Perannya Dalam Instinbath Hukum Syara’
Qarinah (القرينة) dalam bahasa Arab berasal dari kata qarana, yang artinya jama’a (menggabungkan atau mengumpulkan) atau shaahaba
(membarengi atau membersamai). Jadi qarinah menurut pengertian bahasa
Arab artinya adalah sesuatu yang berkumpul atau membarengi sesuatu yang
lain. (‘Atha bin Khalil, Taysir Wushul Ila Al Ushul, hlm. 19; Nazar Ma’ruf Muhammad Jan Bantan, Al Qara`in wa Ahammiyatuhaa fi Bayan Al Murad min Al Khithab ‘Inda Al Ushuliyyin wa Al Fuqoha, hlm. 31-32).
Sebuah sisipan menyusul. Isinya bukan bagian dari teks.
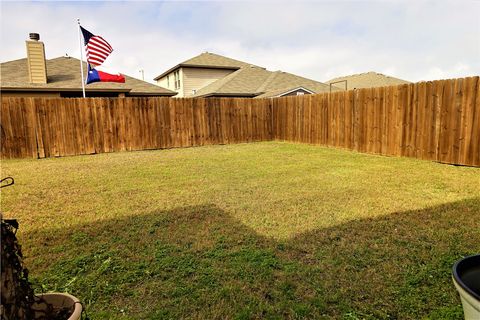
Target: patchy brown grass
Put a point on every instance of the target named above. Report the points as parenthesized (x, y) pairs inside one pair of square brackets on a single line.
[(265, 230)]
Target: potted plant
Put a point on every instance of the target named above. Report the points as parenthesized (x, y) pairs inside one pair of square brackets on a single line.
[(466, 278), (18, 300)]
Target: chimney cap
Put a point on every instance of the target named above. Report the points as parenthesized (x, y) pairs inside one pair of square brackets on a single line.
[(34, 36)]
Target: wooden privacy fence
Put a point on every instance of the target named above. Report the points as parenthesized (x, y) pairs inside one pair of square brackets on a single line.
[(46, 127), (437, 120)]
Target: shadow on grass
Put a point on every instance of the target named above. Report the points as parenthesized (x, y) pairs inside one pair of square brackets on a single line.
[(199, 262)]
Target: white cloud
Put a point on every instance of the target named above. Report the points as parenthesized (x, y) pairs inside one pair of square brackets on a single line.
[(415, 40)]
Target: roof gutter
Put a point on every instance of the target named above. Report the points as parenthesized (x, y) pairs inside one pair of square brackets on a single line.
[(220, 95)]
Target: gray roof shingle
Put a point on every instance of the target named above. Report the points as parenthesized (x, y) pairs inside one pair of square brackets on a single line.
[(63, 74), (367, 80)]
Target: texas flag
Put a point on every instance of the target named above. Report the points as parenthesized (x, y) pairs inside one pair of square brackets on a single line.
[(98, 49), (97, 75)]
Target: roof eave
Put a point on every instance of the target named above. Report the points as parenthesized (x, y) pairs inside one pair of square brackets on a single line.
[(220, 94), (186, 65)]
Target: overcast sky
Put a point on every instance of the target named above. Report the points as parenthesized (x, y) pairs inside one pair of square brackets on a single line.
[(412, 40)]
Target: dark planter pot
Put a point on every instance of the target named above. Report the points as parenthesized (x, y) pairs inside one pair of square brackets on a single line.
[(466, 278), (59, 301)]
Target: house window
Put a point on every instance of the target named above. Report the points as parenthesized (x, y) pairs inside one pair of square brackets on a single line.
[(176, 77)]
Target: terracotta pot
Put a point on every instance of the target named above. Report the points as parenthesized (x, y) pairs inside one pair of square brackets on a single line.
[(466, 277), (59, 301)]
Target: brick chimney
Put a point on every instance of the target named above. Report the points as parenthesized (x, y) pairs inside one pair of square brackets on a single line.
[(37, 65)]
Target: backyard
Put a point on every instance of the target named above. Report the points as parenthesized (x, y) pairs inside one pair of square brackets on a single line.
[(261, 230)]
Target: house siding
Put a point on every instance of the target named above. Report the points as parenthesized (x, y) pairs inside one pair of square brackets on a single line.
[(162, 82)]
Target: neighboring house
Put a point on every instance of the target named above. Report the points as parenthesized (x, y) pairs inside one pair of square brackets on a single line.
[(35, 76), (213, 75), (365, 80)]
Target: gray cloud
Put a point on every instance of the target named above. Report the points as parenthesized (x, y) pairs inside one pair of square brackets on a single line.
[(415, 40)]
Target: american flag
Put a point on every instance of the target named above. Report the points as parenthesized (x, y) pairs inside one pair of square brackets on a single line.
[(98, 49)]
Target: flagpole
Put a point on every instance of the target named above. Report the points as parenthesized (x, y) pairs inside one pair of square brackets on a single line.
[(81, 57)]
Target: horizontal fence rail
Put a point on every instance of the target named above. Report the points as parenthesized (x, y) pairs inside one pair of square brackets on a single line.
[(46, 127), (438, 120)]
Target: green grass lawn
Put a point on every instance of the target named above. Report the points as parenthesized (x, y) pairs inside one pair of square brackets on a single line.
[(264, 230)]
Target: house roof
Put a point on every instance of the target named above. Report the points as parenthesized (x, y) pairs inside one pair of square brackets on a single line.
[(367, 80), (258, 82), (63, 75), (207, 60)]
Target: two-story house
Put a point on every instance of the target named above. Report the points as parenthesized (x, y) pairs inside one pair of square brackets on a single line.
[(213, 75)]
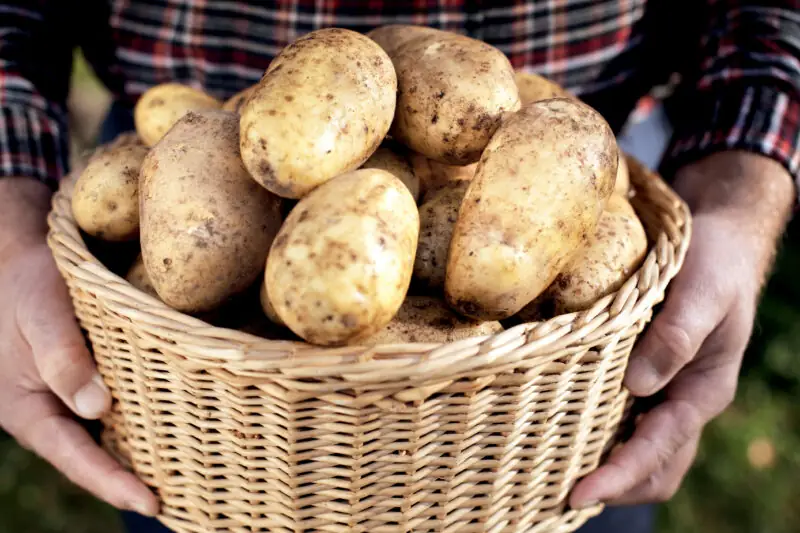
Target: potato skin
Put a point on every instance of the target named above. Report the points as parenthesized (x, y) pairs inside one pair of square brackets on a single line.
[(105, 201), (139, 278), (426, 319), (322, 109), (453, 92), (538, 193), (533, 88), (434, 176), (616, 248), (341, 265), (437, 219), (234, 103), (393, 159), (160, 107), (206, 225)]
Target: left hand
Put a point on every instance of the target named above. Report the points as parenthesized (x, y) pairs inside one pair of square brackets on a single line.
[(693, 350)]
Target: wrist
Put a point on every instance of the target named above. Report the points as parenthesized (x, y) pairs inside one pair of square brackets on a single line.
[(24, 204), (746, 184)]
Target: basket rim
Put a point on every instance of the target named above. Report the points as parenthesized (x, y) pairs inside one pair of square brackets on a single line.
[(251, 356)]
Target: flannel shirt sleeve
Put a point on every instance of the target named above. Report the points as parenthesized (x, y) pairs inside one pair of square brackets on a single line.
[(745, 95), (35, 65)]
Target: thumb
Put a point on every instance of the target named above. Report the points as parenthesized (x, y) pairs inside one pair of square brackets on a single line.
[(47, 322), (690, 313)]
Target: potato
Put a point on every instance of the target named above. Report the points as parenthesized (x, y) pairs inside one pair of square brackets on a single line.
[(437, 218), (616, 248), (434, 176), (160, 107), (140, 279), (533, 88), (206, 225), (105, 201), (622, 185), (393, 159), (322, 109), (341, 265), (266, 306), (537, 195), (392, 36), (234, 103), (453, 91), (428, 320)]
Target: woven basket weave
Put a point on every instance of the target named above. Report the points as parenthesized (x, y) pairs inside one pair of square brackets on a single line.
[(237, 433)]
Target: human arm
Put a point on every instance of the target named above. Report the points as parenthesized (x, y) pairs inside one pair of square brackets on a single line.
[(46, 372), (734, 157)]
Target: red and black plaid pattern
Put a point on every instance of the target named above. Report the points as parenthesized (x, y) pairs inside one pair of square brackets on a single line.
[(740, 60)]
Adapun menurut istilah dalam ushul fiqih, qarinah menurut Syaikh ‘Atha bin Khalil adalah setiap apa-apa yang memperjelas jenis tuntutan dan menentukan makna tuntutan itu jika dia digabungkan atau dibarengkan dengan tuntutan tersebut. (kullu maa yubayyin nau’ al thalab wa yuhaddidu ma’nahu idzaa maa jama’a ilaihi wa shaahabahu). (‘Atha bin Khalil, Taysir Wushul Ila Al Ushul, hlm. 19).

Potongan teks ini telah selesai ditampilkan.